He followed the thread, a single line of colour cutting through the grey.
Felassan’s emerald flames enveloped the stage, green embers flew with every swing and stab of his staff.
Anaris stayed low, the flames giving his eyes a vengeful glow. He dodged, he wove. His snake body undulated beneath Felassan’s feet, tripped him up, unsteadied him.
Still, Felassan pulled his punches. He didn’t want to grievously injure Anaris and trap them both, and he didn’t want to risk pissing Anaris off any more than he already had.
Anaris surged into his space and slashed his hands down.
Felassan leapt back.
Claws narrowly missed his face, sliced through a few strands of hair that had escaped from his braid. Sweat trickled down his temple.
A heavy weight (the tail?) whipped into his back.
Felassan jolted. Electric discomfort raced from spine to limbs. Rage flickered beneath his skin and smashed through the hazy film that frequently lingered about him still, a souvenir from Tranquility.
He roared and became more punishing with his swings and jabs. One connected with Anaris’ shoulder.
Anaris cried out and clasped his shoulder. His pupils thinned.
In a flash, all the coils scattered around Felassan closed in. Wrapping, constricting. Felassan swiftly brought his staff in. Pressure snapped around him, all the way up to his shoulders, that giant snake body crushing. His staff shaft dug into his ribs, the end of it eye-level. His arms and joints complained.
Anaris loomed above him, claws poised. He struck.
Felassan manifested a blade at the end of his staff. The point of it stopped just beneath the underside of Anaris’ jaw.
Anaris stilled, claws hovering above Felassan’s eyes.
The pressure stopped tightening.
The blade of his staff glinted from the fire, his and Anaris’ gazes locked in a mutual glower. Waves of discomfort pulsed from Felassan’s back.
Anaris hissed, fangs flashing.
Felassan snarled, teeth bared right back.
“Let,” Felassan said, voice low and steady, “go.”
“You first.” The coils shifted around Felassan but didn’t tighten further. Felassan took deep and measured breaths in. Tried to.

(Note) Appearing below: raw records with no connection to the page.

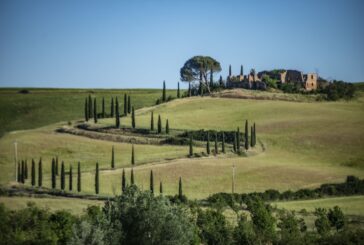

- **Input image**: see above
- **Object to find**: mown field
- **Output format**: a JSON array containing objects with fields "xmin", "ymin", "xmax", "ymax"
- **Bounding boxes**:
[{"xmin": 0, "ymin": 88, "xmax": 364, "ymax": 199}]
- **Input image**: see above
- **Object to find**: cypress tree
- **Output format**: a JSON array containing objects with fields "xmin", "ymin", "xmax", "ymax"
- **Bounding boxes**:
[
  {"xmin": 150, "ymin": 112, "xmax": 154, "ymax": 131},
  {"xmin": 111, "ymin": 146, "xmax": 115, "ymax": 169},
  {"xmin": 102, "ymin": 97, "xmax": 105, "ymax": 118},
  {"xmin": 124, "ymin": 94, "xmax": 128, "ymax": 116},
  {"xmin": 206, "ymin": 132, "xmax": 210, "ymax": 155},
  {"xmin": 166, "ymin": 119, "xmax": 169, "ymax": 134},
  {"xmin": 162, "ymin": 81, "xmax": 167, "ymax": 102},
  {"xmin": 131, "ymin": 106, "xmax": 135, "ymax": 128},
  {"xmin": 88, "ymin": 95, "xmax": 93, "ymax": 118},
  {"xmin": 61, "ymin": 161, "xmax": 65, "ymax": 191},
  {"xmin": 158, "ymin": 115, "xmax": 162, "ymax": 134},
  {"xmin": 215, "ymin": 133, "xmax": 219, "ymax": 155},
  {"xmin": 178, "ymin": 177, "xmax": 183, "ymax": 200},
  {"xmin": 115, "ymin": 97, "xmax": 120, "ymax": 128},
  {"xmin": 236, "ymin": 127, "xmax": 240, "ymax": 152},
  {"xmin": 177, "ymin": 82, "xmax": 181, "ymax": 98},
  {"xmin": 130, "ymin": 168, "xmax": 134, "ymax": 185},
  {"xmin": 221, "ymin": 132, "xmax": 225, "ymax": 153},
  {"xmin": 110, "ymin": 97, "xmax": 114, "ymax": 117},
  {"xmin": 189, "ymin": 133, "xmax": 193, "ymax": 157},
  {"xmin": 38, "ymin": 158, "xmax": 43, "ymax": 187},
  {"xmin": 95, "ymin": 162, "xmax": 100, "ymax": 195},
  {"xmin": 245, "ymin": 120, "xmax": 249, "ymax": 150},
  {"xmin": 52, "ymin": 158, "xmax": 56, "ymax": 189},
  {"xmin": 94, "ymin": 98, "xmax": 97, "ymax": 123},
  {"xmin": 68, "ymin": 165, "xmax": 73, "ymax": 191},
  {"xmin": 32, "ymin": 159, "xmax": 35, "ymax": 186},
  {"xmin": 131, "ymin": 144, "xmax": 135, "ymax": 165},
  {"xmin": 85, "ymin": 97, "xmax": 88, "ymax": 122},
  {"xmin": 128, "ymin": 95, "xmax": 131, "ymax": 114},
  {"xmin": 77, "ymin": 162, "xmax": 81, "ymax": 192},
  {"xmin": 121, "ymin": 169, "xmax": 126, "ymax": 193},
  {"xmin": 149, "ymin": 170, "xmax": 154, "ymax": 194}
]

A little suffocating in here.
“I have no wish to harm you,” he said in Elvish. “We have no need to fight.”
They stared at one another, the entire stage bathed in smoke and green and emerald embers. Anaris’ gaze darted across Felassan’s face as though rifling for the truth, but the truth was right here. He had no need to dig.

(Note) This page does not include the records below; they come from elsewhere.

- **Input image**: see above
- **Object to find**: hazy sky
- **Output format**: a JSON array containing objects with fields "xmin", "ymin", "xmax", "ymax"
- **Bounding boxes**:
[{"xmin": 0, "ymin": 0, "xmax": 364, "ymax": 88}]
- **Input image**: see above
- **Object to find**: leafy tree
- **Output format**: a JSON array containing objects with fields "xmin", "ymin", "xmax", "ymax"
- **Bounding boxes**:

The pressure around Felassan tightened.
Well, he tried. Perhaps he was about to learn what ribs collapsing inwards felt like.
Rather than close in and turn him into a spray of entrails and viscera however, the tail loosened. More air flooded into Felassan’s strained lungs and he dropped to the stage in a mess of aching joints and strained muscles. Every breath hurt. He braced himself against his staff and kept his head bowed.
The pain accompanying every breath slowly eased and he straightened gradually. He shook off his limbs next and stretched them, and he doused the green flames surrounding them. The stage remained intact, but the mist didn’t set back in.
Heat still flickered in his chest, the skin of his back pulled too tight over his sinews. He ground his teeth.
Anaris turned and slithered back and forth, pulling at his hair, frenzied muttering beneath his breath. Felassan caught him saying dumb ferret and something about being trapped but the rest was lost to him. His cobra hood folded and melded back into skin.
Felassan’s tunic chafed against his shoulder blades. He flicked his shoulder the slightest and dislodged it.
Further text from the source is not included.